With Christmas just around the corner, it’s time to prepare for the big one, the true meaning of the festive season; dinner. With the help of Steve Smith, Head Chef at the Michelin starred Bohemia, here are our 5 tips for cooking the IDEAL turkey on Christmas day.
INVEST IN A TURKEY
Don’t scrimp on the main event. Spending that little extra on an organic or free-range turkey is totally worth it. Not only is it ethically sourced – conscious relatively clear, then – it will also have better nutritional benefits and deliver on clarity and depth of flavour. If there’s one day where money seems no object, it’s Christmas. The bird, then, is a worthy investment.
PREPARATION IS KEY
Wash and thoroughly dry the cavity of the bird before leaving it to reach room temperature. This is essential, and a step not to be neglected. Next, putting a moderate amount of softened butter under the skin of the bird will ensure it remains moist. Finally, truss the legs together so it retains its shape throughout cooking. Follow these simple steps, and you’ll have an absolute showstopper of a centrepiece.
Stuff the cavity of the turkey with herbs, citrus fruits and an onion to add flavour. However, it is important to ensure there is space for heat to circulate, so don’t stuff it in too tightly. To make the stuffing seasonal, add some festive favourites such as cranberries, chestnuts, sage and clementine zest; just be sure to balance them thoughtfully as they’re a highly perfumed, citrusy bunch!
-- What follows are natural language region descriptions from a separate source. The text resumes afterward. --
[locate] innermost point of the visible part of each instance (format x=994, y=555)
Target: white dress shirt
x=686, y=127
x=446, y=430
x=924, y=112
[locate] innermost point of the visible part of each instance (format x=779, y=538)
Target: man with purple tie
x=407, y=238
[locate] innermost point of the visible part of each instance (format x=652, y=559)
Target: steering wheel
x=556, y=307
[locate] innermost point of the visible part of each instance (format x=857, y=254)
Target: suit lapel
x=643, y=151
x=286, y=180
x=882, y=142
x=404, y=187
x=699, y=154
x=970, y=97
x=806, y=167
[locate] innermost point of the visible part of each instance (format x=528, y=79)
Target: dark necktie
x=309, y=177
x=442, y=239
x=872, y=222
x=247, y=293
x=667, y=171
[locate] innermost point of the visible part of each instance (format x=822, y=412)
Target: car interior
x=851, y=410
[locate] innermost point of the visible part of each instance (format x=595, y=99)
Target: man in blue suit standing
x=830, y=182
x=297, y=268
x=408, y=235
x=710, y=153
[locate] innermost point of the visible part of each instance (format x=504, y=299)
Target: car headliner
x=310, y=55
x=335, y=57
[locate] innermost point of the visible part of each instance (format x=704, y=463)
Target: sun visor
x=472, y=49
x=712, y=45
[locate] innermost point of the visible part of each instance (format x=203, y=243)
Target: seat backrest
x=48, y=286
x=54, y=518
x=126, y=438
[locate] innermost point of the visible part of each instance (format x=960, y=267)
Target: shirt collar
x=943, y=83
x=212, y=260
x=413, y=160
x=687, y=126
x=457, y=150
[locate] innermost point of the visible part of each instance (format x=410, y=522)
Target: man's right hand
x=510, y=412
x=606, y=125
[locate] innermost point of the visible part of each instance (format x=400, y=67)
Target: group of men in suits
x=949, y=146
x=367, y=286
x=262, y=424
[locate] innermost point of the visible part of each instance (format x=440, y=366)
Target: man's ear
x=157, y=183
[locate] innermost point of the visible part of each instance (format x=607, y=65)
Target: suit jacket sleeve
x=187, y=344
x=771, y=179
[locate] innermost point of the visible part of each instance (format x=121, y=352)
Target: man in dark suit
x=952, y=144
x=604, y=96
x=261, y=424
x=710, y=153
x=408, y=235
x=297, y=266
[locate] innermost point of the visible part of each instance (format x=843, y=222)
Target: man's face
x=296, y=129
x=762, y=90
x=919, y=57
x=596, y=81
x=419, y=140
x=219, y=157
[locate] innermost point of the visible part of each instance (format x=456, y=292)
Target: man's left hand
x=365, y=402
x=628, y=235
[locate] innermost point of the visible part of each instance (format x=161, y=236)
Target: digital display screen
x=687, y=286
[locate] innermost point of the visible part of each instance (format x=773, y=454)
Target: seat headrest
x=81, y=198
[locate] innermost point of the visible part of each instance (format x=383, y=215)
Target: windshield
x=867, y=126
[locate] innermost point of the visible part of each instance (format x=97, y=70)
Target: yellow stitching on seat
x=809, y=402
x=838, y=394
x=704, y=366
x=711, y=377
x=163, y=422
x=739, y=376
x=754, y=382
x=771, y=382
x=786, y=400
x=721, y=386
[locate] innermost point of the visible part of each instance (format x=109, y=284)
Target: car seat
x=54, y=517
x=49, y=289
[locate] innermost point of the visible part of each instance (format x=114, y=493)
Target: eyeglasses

For many, the meal hinges on the gravy. Don’t dispose of the caramelised juices left behind by the turkey as they make the perfect base for your sauce; there’s so much flavour lurking in that murky looking bottom of the pan. Adding Madeira, a tbsp of plain flour and quality stock to these, then reducing with fair vigour, will make your gravy rich and delicious.
Good news for those always in a flap when adding the finishing touches; the final half hour needn’t be concerned with the bird. Leave the turkey to rest for at least 30 minutes before carving to allow the meat to relax, making carving easier and the flesh juicier. Separating the breasts from the legs and thighs will make carving a lot more manageable as you can simply slice the breast meat, and the rest should fall off the bone.